Pregel is a system for processing large-scale graphs. The main contributions of the paper are the following: 1) fault-tolerant distributed programming framework for graph algorithms execution; 2)API with direct message passing among vertices.
Pregel is a synchronized computation process on vertices. Upon inserting a graph as an input, the graph is divided into partitions (using consistent hashing), which include a set of vertices and their outgoing edges. One of the machine is coordinator. The workers then undergo a series of iterations, called supersteps. In every superstep, all vertices in each worker execute the same user-defined function which can (a) receive messages sent during the previous superstep, (b) modify the state of the vertex and its outgoing edges (vertices and edges are kept on the machines) and (c) send messages to be delivered during the next superstep. At the end of each superstep a global synchronization point occurs.

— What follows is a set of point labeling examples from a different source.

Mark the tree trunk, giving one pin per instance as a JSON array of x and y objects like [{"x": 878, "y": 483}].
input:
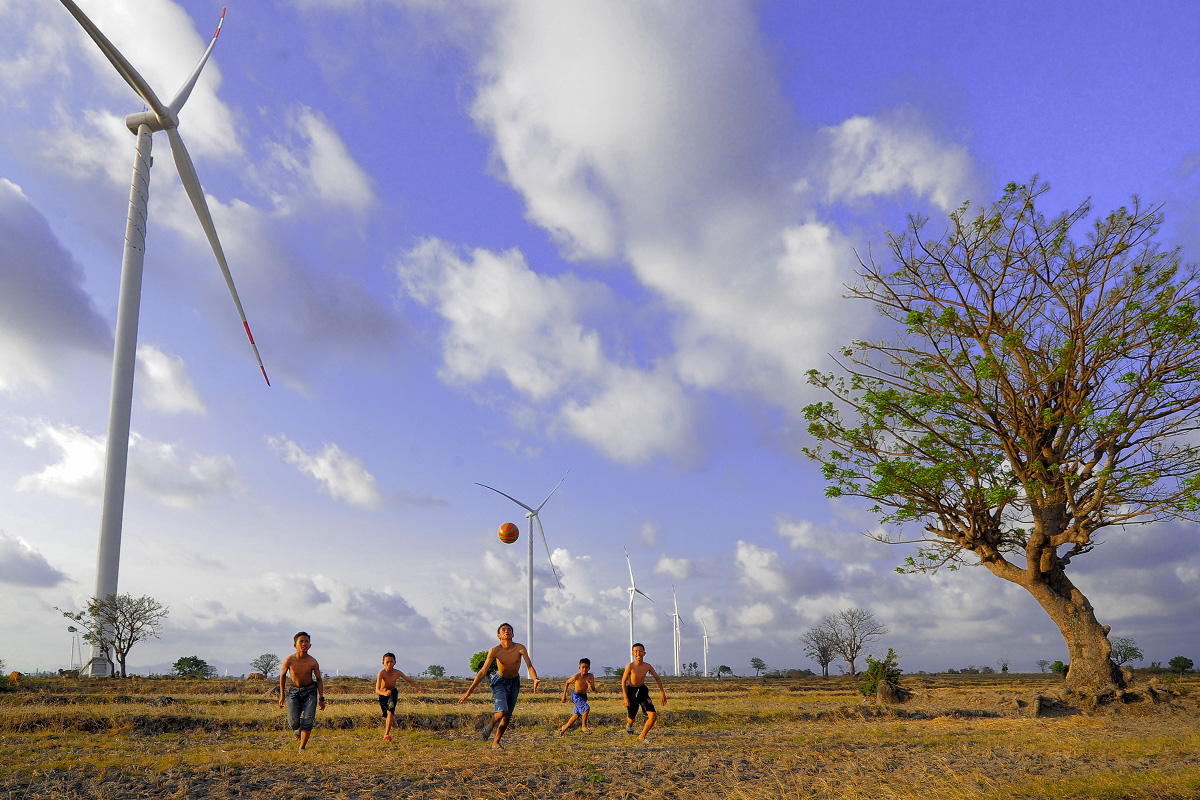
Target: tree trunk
[{"x": 1091, "y": 669}]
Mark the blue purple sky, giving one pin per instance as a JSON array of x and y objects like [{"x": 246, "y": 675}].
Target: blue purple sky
[{"x": 493, "y": 241}]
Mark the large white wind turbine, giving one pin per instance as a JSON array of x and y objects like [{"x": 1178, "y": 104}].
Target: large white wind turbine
[
  {"x": 677, "y": 623},
  {"x": 532, "y": 516},
  {"x": 160, "y": 118},
  {"x": 633, "y": 590}
]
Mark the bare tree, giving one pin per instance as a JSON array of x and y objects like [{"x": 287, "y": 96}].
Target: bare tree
[
  {"x": 820, "y": 643},
  {"x": 118, "y": 621},
  {"x": 1043, "y": 385},
  {"x": 853, "y": 630}
]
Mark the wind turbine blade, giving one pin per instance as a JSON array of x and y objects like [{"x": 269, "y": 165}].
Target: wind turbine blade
[
  {"x": 192, "y": 185},
  {"x": 186, "y": 89},
  {"x": 552, "y": 492},
  {"x": 509, "y": 497},
  {"x": 123, "y": 66},
  {"x": 547, "y": 548}
]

Vertices can become inactive and the sequence of iterations terminates when all vertices are inactive and there are no messages in transit. During computation, the master also sends ping messages to check for workers failures. The network is used only for sending messages and therefore it significantly reduces the communication overhead, becoming more efficient.
The presentation can be found here:
- Transparency in vertex-to-machine assigning
Not good/Open questions/Future improvements:
- How to detect a master failure?
- Why not to compare with MapReduce comparison in evaluation part.
- Failure Detection needed to be improved to confined recovery.
- Improve automatisation for defining user-defined functions
- hash(VertexID) mod Partition – Why not to use smarter vertex assigning (to reduce then network usage)?